I just got back from Albury which is on the NSW-Victorian border about 250 km north of Melbourne. It's actually far greener and wetter out west than I was expecting, the last time I saw past the great dividing range* it was in the height of the drought and there was nothing but empty fields, dry grass and skinny livestock. I can't say it was green and blooming, but it was not nearly as depressing as I had anticipated, mainly because of heavy rains in the time before. This was my first long distance family road trip since I left home two and a half years ago and the tension between some of the six members of my nuclear family was fairly high. Albury is a small city of 50 000 residents or about 90 000 residents when you add in the population of Wodonga which is on the Victorian side of the river. We were there mainly because it was where my father grew up and 2 other members of my nuclear family (including me) were born, and Dad wanted to see some of his school mates while his parents were still living there so he'd have someone to stay with. Because of my exams we were only able to stay one and a half days before returning, which made the 14 hours of total time on the road seem a lot more significant. The road was the Hume Highway which the main route between Sydney and Melbourne where B Doubles (articulated trucks with two trailers and 34 wheels) outnumber passenger vehicles for most of the year. The road starts off as a 6 lane freeway in Sydney, degenerates into a 4 lane highway past Canberra and peters off into a 2 lane goat track 80km or so before it crosses the state border. All up, I got to see where I grew up, I had an excuse not to study and I managed to get free food so I'm quite satisfied.

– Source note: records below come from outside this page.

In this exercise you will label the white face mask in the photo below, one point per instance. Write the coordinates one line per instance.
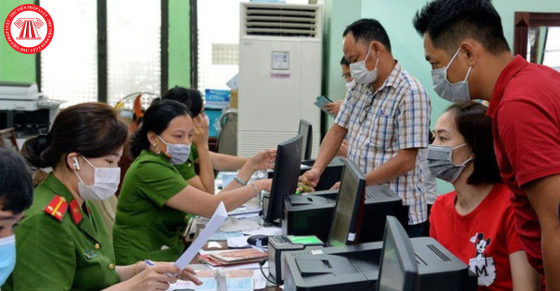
(441, 164)
(360, 72)
(350, 85)
(7, 257)
(457, 92)
(105, 183)
(179, 153)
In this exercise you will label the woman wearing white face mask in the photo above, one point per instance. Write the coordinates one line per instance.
(200, 154)
(16, 195)
(155, 197)
(62, 242)
(476, 221)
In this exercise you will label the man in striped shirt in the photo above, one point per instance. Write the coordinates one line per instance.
(386, 117)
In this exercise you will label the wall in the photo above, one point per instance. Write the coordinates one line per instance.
(179, 44)
(17, 67)
(14, 66)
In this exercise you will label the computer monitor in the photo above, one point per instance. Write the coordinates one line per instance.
(398, 270)
(306, 130)
(349, 206)
(284, 179)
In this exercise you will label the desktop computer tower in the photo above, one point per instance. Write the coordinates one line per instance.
(356, 267)
(313, 214)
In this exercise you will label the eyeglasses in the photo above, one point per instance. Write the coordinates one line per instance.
(365, 110)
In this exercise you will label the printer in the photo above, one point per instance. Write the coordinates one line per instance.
(22, 106)
(356, 267)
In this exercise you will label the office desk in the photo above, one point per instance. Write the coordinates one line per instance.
(222, 245)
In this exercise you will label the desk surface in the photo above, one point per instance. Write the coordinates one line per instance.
(213, 246)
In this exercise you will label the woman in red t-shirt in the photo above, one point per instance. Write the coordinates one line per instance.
(476, 221)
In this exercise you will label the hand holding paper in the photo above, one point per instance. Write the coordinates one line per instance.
(220, 215)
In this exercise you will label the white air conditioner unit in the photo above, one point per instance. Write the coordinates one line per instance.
(280, 69)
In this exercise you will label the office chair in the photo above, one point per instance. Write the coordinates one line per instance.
(8, 134)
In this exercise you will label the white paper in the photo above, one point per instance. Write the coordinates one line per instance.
(238, 242)
(220, 215)
(265, 230)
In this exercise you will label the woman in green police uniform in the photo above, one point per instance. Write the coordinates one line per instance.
(62, 242)
(208, 161)
(155, 198)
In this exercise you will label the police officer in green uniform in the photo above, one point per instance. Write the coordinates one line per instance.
(62, 242)
(155, 198)
(16, 195)
(208, 161)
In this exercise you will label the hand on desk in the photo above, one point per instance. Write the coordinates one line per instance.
(156, 277)
(263, 160)
(263, 184)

* The great dividing range is a tall mountain range that goes down most of the Australian east coast and provides a profound climatic barrier between the coastal and inland areas. It also contains all of Australia's ski slopes and provided a settlement barrier throughout Australia's early years of white settlement.

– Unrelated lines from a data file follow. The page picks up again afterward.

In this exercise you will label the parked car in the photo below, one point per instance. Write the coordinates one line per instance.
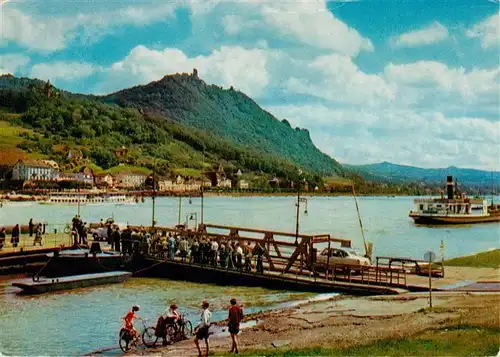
(341, 256)
(101, 233)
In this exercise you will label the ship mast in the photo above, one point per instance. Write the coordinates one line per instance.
(359, 218)
(154, 193)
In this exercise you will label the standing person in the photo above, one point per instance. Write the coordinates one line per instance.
(239, 256)
(116, 239)
(202, 329)
(109, 235)
(171, 247)
(15, 236)
(83, 233)
(235, 315)
(259, 252)
(2, 237)
(214, 250)
(183, 247)
(38, 234)
(31, 226)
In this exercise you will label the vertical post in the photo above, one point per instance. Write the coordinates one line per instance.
(180, 207)
(154, 195)
(430, 282)
(202, 182)
(298, 215)
(328, 259)
(202, 185)
(78, 203)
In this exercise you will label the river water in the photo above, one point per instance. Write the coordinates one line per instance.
(75, 322)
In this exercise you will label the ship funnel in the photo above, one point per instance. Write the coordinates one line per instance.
(450, 187)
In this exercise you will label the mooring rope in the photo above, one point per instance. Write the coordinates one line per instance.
(359, 218)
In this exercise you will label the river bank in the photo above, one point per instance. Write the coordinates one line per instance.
(459, 323)
(342, 325)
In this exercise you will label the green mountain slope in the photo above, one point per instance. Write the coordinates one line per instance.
(58, 122)
(226, 113)
(387, 171)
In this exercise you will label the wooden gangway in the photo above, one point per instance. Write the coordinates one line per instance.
(288, 256)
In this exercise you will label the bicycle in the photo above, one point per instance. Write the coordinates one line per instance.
(151, 335)
(173, 332)
(128, 340)
(182, 330)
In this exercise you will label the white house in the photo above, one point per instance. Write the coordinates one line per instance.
(243, 185)
(104, 179)
(33, 170)
(130, 179)
(224, 183)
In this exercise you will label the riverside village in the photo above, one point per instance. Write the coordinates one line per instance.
(304, 178)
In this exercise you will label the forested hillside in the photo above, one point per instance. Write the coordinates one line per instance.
(225, 113)
(60, 121)
(387, 171)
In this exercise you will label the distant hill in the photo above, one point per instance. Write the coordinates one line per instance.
(227, 113)
(41, 121)
(386, 171)
(8, 81)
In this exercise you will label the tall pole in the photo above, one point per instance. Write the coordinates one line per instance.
(430, 281)
(154, 194)
(202, 185)
(492, 190)
(359, 218)
(78, 204)
(180, 204)
(298, 214)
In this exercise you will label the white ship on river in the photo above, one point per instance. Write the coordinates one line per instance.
(90, 198)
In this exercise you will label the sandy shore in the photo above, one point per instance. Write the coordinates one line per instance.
(349, 322)
(346, 321)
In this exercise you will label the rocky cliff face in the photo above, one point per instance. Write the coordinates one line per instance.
(227, 113)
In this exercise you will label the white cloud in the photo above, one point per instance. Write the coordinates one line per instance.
(488, 31)
(307, 22)
(229, 66)
(428, 139)
(61, 70)
(337, 78)
(53, 33)
(312, 23)
(36, 33)
(430, 76)
(428, 35)
(11, 63)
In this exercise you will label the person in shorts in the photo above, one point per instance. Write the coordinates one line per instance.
(235, 315)
(202, 329)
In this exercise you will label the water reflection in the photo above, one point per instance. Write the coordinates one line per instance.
(78, 321)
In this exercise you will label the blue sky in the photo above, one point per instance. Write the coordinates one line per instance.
(410, 82)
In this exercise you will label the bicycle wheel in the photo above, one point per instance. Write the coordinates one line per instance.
(187, 329)
(124, 340)
(170, 335)
(149, 337)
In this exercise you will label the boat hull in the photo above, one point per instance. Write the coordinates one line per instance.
(437, 220)
(78, 263)
(45, 285)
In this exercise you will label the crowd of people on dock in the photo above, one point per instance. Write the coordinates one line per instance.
(36, 229)
(187, 246)
(202, 330)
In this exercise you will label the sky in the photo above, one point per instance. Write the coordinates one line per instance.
(409, 82)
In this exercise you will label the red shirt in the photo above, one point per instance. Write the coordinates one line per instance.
(129, 319)
(235, 316)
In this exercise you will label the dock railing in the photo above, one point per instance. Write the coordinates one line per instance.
(411, 266)
(284, 259)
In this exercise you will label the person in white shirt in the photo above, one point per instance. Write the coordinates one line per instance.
(202, 329)
(239, 256)
(215, 250)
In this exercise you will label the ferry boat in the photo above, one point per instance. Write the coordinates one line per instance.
(455, 208)
(89, 198)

This morning I found out that I didn't get that Google Summer of code stipend. To be honest I was slightly bummed out by it, though I never really expected to get it or really made more than a superficial effort to get it so I can't say I'm too surprised or pissed off. It's good to see that Behdad got one, his proposal looks like it would be pretty awesome if he gets it working. Frankly, if anything peeves me it's how little support Gnome was given in light of the enormous number of applications that were filed. Of cause, all up US$60k is a very generous sponsorship, and I think I speak on behalf of most Gnomers by expressing gratitude for it, but come on, it was half as many as KDE and they had far less submissions, that kinda seems lame. Of cause Mono, Gaim, Ubuntu and Fedora were all supported generously too and that could intersect a fair bit, but it is quite obvious that this is not the same thing. I think that a major part of the problem was the completely uninspiring list of proposed bounties given by Gnome. It's sad that nobody managed to think up something fun to do that may have got some development done or some new recruits. Nobody wants to have their first developer experience with Gnome involving tedious memory or CPU optimizations and nobody wants to do anything involving documentation. I think it is very sad that the bounties list did not reflect that obvious truth, having the least fun six suggestions first is just asking for nobody to consider doing any of them. Of cause that would never have helped me, since my problem is that from the beginning I wanted to keep working on librsvg, a project that it is universally accepted that nobody cares about, but it really could have done some good for other candidates to have something fun to aim for.
Orwell is 73H r0x0r
I've been reading a book of George Orwell's essays. I am renewed in my belief that George Orwell was the best writer ever born. George Orwell is admired by me for a few different reasons. Firstly, because he was compelled by integrity (or by his ego, according to him). This means that if he believed something, he would tell the world how he saw it. He spoke out against imperialism, communism, class inequality, mistreatment of the unemployed and totalitarianism in various essays and novels, each one covering at least of of these issues. He was compelled to represent the truth, even when it detracted from the overall aesthetics of the books. Secondly, his command of English prose has never been surpassed by anyone... ever. Orwell used the language for what it was designed for: saying stuff, clearly, succinctly and elegantly. Orwell understood rhyme, rhythm and the sound of beautiful phrases yet his linguistic beauty was that of sheer simplicity, a language that could be read by anyone and could be read smoothly and quickly and goes straight to the soul. Orwell was a great linguist but did not flutter around, wasting time with nice sounds or overly poetic imagery (except for maybe his first novel "Burmese Days", still a good book of cause). Orwell would never say that his "vocabulary is a canonical embodiment of the English lexicon" like a pompous git, although he'd probably have the right to (he'd be more likely to tell an allegory about George W. Bush then go back to his grave). An example of his awesomeness is the appendix to "Down and Out in Paris and London" where he gives a short treatise on bad language in English. However, before it could be printed, the publisher bowdlerized the dirty words out of it and of cause it lost it's meaning since one could not tell what words were being referred to, yet Orwell demanded it be included in it's cut form, just to make a mockery of that censorship. George Orwell's decayed, inanimate skeleton could beat Dan Brown in a fight easily.